Der seit Anfang Oktober andauernde Stillstand der US-Regierung spitzt sich weiter zu. Präsident Donald Trump hat angekündigt, dass ein Teil der rund 750.000 beurlaubten Staatsbediensteten nach dem Ende des Shutdowns keinen Lohnnachtrag erhalten soll.
„Manche verdienen es nicht, bezahlt zu werden“, sagte Trump am Dienstag im Weißen Haus. Auf Nachfrage erklärte er:
„Es hängt davon ab, über wen wir sprechen. Manche Menschen werden wir anders behandeln – auf eine Weise, die gerecht ist.“
Widerspruch zu eigenem Gesetz
Ein internes Gutachten des Weißen Hauses, das US-Medien vorliegt, besagt, dass Angestellte im Fall eines Shutdowns rechtlich nicht automatisch Anspruch auf rückwirkende Bezahlung hätten.
Das steht im klaren Widerspruch zu einem Gesetz von 2019, das Trump selbst unterzeichnet hatte. Dieses garantiert, dass alle Bundesbediensteten nach Beendigung eines Haushaltsstillstands für die ausgefallene Zeit entschädigt werden.
Die neue Rechtsauslegung wird von Beobachtern als Druckmittel gegen die Demokraten gesehen, die im Kongress bislang Trumps Haushaltsplan ablehnen. Der Präsident fordert deutliche Kürzungen bei Sozialprogrammen und neue Mittel für Strafverfolgung und Grenzsicherung.
Demokraten sprechen von Erpressung
Die demokratische Gouverneurskandidatin Abigail Spanberger aus Virginia – einem Bundesstaat mit besonders vielen Staatsangestellten – warf Trump vor, „die Existenz Zehntausender Familien als politisches Faustpfand“ zu missbrauchen.
„Er bestraft die Menschen, die unser Land am Laufen halten“, sagte Spanberger.
Etwa zehn Prozent der Bevölkerung Virginias arbeiten für die Bundesregierung, viele von ihnen in sicherheitsrelevanten Behörden oder im Gesundheitswesen.
Republikaner gespalten
Auch innerhalb der Republikanischen Partei sorgt Trumps Vorstoß für Unruhe.
Der republikanische Mehrheitsführer im Repräsentantenhaus, Mike Johnson, bestätigte zwar, dass es juristische Zweifel an der automatischen Auszahlung von Nachzahlungen gebe, betonte jedoch:
„Ich hoffe dennoch, dass die Beschäftigten ihr Geld bekommen.“
Derweil versucht Trump, den Druck auf die Opposition weiter zu erhöhen. Er drohte erneut mit Massenentlassungen im Staatsdienst, falls der Haushaltsstreit nicht bald beigelegt werde – bislang blieb es allerdings bei Worten.

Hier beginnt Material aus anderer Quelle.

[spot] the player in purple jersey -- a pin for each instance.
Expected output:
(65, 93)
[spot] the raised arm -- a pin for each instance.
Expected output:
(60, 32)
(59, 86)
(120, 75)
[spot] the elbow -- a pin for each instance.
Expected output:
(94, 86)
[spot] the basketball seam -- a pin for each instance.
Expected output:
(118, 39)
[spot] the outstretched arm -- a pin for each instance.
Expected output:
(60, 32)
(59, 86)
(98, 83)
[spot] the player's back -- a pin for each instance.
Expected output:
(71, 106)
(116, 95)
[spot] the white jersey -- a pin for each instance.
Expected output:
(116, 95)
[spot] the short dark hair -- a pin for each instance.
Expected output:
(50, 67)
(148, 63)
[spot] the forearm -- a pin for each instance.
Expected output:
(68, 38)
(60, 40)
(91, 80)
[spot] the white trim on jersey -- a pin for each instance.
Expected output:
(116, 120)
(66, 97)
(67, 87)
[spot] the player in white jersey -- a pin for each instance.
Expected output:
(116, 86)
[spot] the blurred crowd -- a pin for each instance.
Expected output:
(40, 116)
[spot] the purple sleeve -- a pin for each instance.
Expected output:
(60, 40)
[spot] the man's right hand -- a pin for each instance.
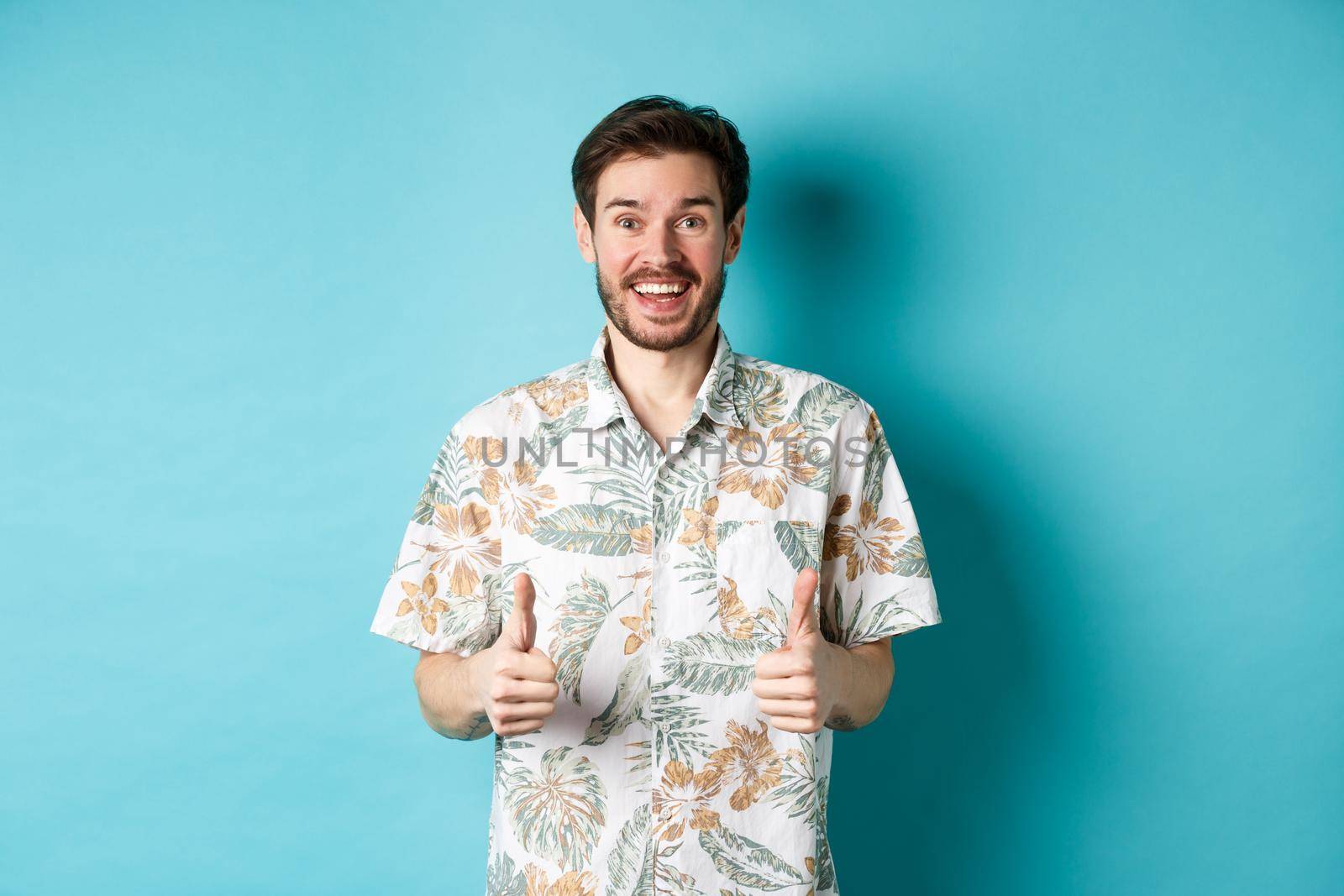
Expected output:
(514, 681)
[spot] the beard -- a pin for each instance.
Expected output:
(615, 301)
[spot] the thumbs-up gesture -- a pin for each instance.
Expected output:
(514, 681)
(799, 684)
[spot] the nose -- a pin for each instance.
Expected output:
(662, 249)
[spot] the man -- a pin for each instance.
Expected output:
(662, 575)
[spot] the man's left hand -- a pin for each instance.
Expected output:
(800, 683)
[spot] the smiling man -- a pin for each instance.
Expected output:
(664, 574)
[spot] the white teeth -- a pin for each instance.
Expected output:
(659, 289)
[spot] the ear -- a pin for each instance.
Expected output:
(585, 235)
(734, 242)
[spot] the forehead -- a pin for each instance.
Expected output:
(659, 181)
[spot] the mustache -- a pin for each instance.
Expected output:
(672, 275)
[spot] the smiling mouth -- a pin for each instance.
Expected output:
(662, 291)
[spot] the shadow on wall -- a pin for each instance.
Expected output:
(929, 797)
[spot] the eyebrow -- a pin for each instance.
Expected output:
(635, 203)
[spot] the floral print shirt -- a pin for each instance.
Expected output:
(660, 578)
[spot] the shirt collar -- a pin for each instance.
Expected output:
(716, 396)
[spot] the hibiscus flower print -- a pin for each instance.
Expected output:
(461, 546)
(750, 761)
(421, 600)
(683, 799)
(555, 396)
(766, 465)
(517, 495)
(867, 546)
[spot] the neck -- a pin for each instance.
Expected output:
(660, 380)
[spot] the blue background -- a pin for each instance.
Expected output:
(1082, 257)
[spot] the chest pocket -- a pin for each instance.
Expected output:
(756, 564)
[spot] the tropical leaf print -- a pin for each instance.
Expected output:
(797, 790)
(685, 486)
(800, 542)
(503, 878)
(628, 473)
(875, 463)
(627, 705)
(748, 862)
(911, 560)
(588, 528)
(727, 528)
(701, 571)
(588, 604)
(662, 779)
(557, 812)
(822, 406)
(761, 396)
(629, 867)
(678, 726)
(864, 629)
(712, 663)
(450, 479)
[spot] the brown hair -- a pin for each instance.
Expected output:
(652, 127)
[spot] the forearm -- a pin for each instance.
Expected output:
(448, 701)
(869, 683)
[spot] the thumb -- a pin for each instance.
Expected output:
(803, 617)
(522, 622)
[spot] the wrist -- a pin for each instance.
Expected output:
(844, 663)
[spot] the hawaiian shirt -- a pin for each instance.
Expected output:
(660, 578)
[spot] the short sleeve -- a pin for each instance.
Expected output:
(444, 591)
(874, 570)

Tarifeinnahmen sollen Sozialprogramm retten
Unterdessen kündigte Trumps Sprecherin Karoline Leavitt an, dass die Regierung Zolleinnahmen aus Stahl- und Aluminiumimporten umschichten werde, um die Finanzierung des Ernährungsprogramms WIC („Women, Infants and Children“)
aufrechtzuerhalten. Das Programm drohte wegen der Blockade ohne Mittel dazustehen.
Leavitt erklärte:
„Präsident Trump wird nicht zulassen, dass Mütter und Kinder wegen der politischen Spielchen der Demokraten hungern.“
Hintergrund: Gesundheitsreform als Streitpunkt
Der Haushaltskonflikt dreht sich vor allem um die Gesundheitsversorgung ärmerer Haushalte.
Die Demokraten verlangen eine dauerhafte Verlängerung der Obamacare-Subventionen für Geringverdiener, die Ende des Jahres auslaufen.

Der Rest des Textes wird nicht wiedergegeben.